Wed 03 Feb 2021 | 10:21 AM
Ahmad El-Assasy

Since 2011, water security issue came sharply into focus when Ethiopia unilaterally, and in violation of international law, announced the construction of the $4.8 billion Grand Ethiopian Renaissance Dam (GERD) on the Blue Nile without prior consultation of Egypt and Sudan.

To prevent detrimental effects on co-riparians Egypt and Sudan, the three parties began negotiating to come to a fair solution. After nearly a decade of failed negotiations, no solution is in sight and water insecurity in Egypt looms.

Ethiopia started unilaterally filling the dam in summer 2020 in violation of the 2015 Agreement on Declaration of Principles, and the second filling stage is to take place July 2021.

As the unilateral filling and operation of the dam will have significant economic, environmental and social repercussions, an equitable tripartite agreement must be reached to prevent the loss of Egyptian livelihoods and irreversible environmental damage.

The Egyptian embassy in the USA revealed on Tuesday that every 1 billion bcm (billion cubic meters) lost due to unilateral GERD operations lead to the elimination of 290,000 incomes in Egypt.

https://twitter.com/EgyptEmbassyUSA/status/1356702143454019584

According to the embassy, GERD resulted in eliminating 130,000 hectares of cultivated land lost, and $430 million of lost agricultural production.

Egypt’s 100 million population relies on the Nile for more than 95% of its water and re-irrigates its water several times over. An equitable, binding agreement on GERD operations is critical for the riparian countries.

Egypt’s 100 million population relies on the Nile for more than 95% of its renewable water resources.

According to an independent study on GERD by Deltares, a decrease of only 1 bcm of water could eliminate more than one million jobs and $1.8 billion in economic production annually in all economic sectors.

Urbanization would skyrocket due to rural depopulation, which would lead to an increase in unemployment, crime rates, and transnational migration, causing serious ramifications in the Middle East and Europe.

Egypt is one of the world’s most arid countries.

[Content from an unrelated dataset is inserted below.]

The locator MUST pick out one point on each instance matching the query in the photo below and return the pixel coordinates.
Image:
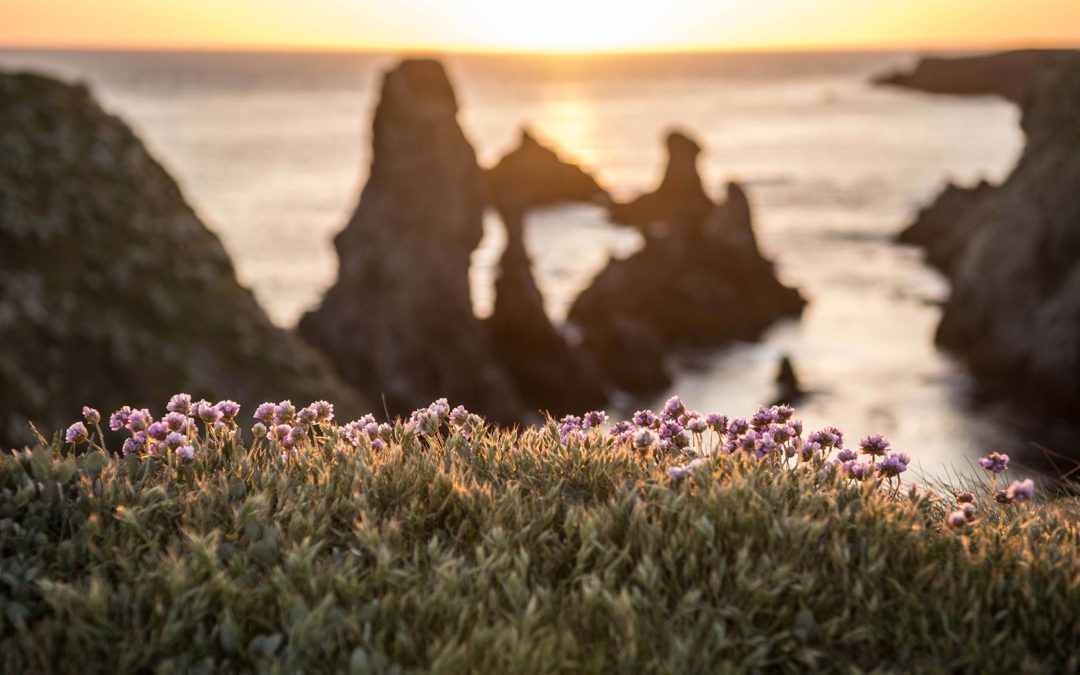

While Ethiopia enjoys multiple renewable water resources, and an abundant 8100 cubic meters per capita (cm/pc) of freshwater annually (eight times as much as the U.N. water poverty threshold), Egypt is a desert oasis that is almost entirely dependent on the Nile for renewable water.

Egypt is left with only 560 cm/pc annually, which is expected to reach 500 cm/pc by 2025. Although Egypt is highly efficient in using its water, thanks to its policy of rescuing water for re-irrigation several times, this does not sufficiently address its abject water poverty or bridge the gap between its expanding water needs and scarce water resources.